Software remains Apple's secret sauce of success - analyst

Despite of flurry of new iPods and other digital media announcements made by Apple Computer on Tuesday, its most significant introduction was a dramatically improved version of its iTunes software, one Wall Street analyst says.

"In view of the rampant speculation on rumor sites, it would have been next to impossible for Apple to pull a rabbit out of the hat.  And it did not," Needham and Co. analyst Charles Wolf told clients on Wednesday. "There were no new iPods, only enhanced and cheaper versions of existing models."

What Apple did do, according to Wolf, was cement its leadership in the portable music player market and the online music market. And the analyst credits much of that previous success to the company's robust and easy-to-use software applications.

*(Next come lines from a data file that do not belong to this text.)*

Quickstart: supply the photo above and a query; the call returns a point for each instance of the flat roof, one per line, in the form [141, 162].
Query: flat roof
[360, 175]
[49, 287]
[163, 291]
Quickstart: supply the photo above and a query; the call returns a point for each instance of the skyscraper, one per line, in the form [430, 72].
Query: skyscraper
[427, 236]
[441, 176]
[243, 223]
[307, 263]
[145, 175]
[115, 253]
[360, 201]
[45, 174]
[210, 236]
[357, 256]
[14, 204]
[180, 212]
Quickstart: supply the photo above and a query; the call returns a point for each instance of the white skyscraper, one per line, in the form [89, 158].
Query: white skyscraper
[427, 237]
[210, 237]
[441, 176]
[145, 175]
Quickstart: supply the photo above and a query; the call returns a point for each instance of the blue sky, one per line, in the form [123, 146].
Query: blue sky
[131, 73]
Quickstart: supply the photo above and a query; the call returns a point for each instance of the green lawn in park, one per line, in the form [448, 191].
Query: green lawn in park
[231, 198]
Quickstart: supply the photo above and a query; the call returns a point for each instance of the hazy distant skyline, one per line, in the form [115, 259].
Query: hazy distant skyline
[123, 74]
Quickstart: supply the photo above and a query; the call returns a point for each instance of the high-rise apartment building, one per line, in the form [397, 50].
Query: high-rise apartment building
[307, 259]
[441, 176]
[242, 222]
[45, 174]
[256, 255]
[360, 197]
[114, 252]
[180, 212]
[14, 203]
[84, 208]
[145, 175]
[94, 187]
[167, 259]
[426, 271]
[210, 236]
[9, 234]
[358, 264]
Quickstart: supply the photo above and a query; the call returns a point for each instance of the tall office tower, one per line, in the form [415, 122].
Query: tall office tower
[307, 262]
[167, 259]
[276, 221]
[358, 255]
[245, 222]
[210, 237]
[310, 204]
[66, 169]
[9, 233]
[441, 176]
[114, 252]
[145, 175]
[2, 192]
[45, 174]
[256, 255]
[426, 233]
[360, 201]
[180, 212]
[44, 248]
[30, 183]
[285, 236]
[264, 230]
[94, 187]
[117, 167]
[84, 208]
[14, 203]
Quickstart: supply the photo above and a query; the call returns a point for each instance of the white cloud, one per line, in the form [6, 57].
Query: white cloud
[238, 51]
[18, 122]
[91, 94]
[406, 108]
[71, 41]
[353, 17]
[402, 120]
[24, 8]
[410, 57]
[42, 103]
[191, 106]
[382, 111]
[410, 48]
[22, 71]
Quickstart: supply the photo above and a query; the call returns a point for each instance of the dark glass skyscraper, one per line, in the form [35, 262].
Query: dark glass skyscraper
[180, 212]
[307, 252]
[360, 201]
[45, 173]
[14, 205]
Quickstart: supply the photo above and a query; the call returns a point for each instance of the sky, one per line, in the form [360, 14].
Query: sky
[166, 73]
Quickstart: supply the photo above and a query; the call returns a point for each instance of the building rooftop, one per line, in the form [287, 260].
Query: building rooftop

"It’s the software, stupid," Wolf wrote in a research note. "It is an overused expression, but nonetheless software has been the secret sauce of Apple’s success in conquering the legal online music market where it has an 88 percent share in the U.S."

According to the analyst, Apple’s most significant announcement on Tuesday was an enhancement of iTunes software, which added numerous new features and even greater ease of use.

"The new features make the store even more user friendly than it was," he wrote. "In our opinion, iTunes represents the greatest barrier to competitors ever catching up with Apple’s multimedia ecosystem."

Still, the only product Wolf considered to be a 'new' product was Apple's still-in-development digital media hub, code-named iTV. Priced at $299, he believes iTV will represent arguably the easiest way for people to transfer content to their TVs.

"The significance of Apple’s Showtime announcements is that they should maintain, if not increase, the company’s dominance of the MP3 player market and the music download market," the analyst wrote. "They also insure that Apple will be one of the major players in the emerging video viewing market both on portable devices and in the living room."

Wolf continues to rate shares of Apple a 'Buy' with a price target of $90. He's estimating the company to earn $2.15 and $2.50 per share for fiscal 2006 and 2007, respectively.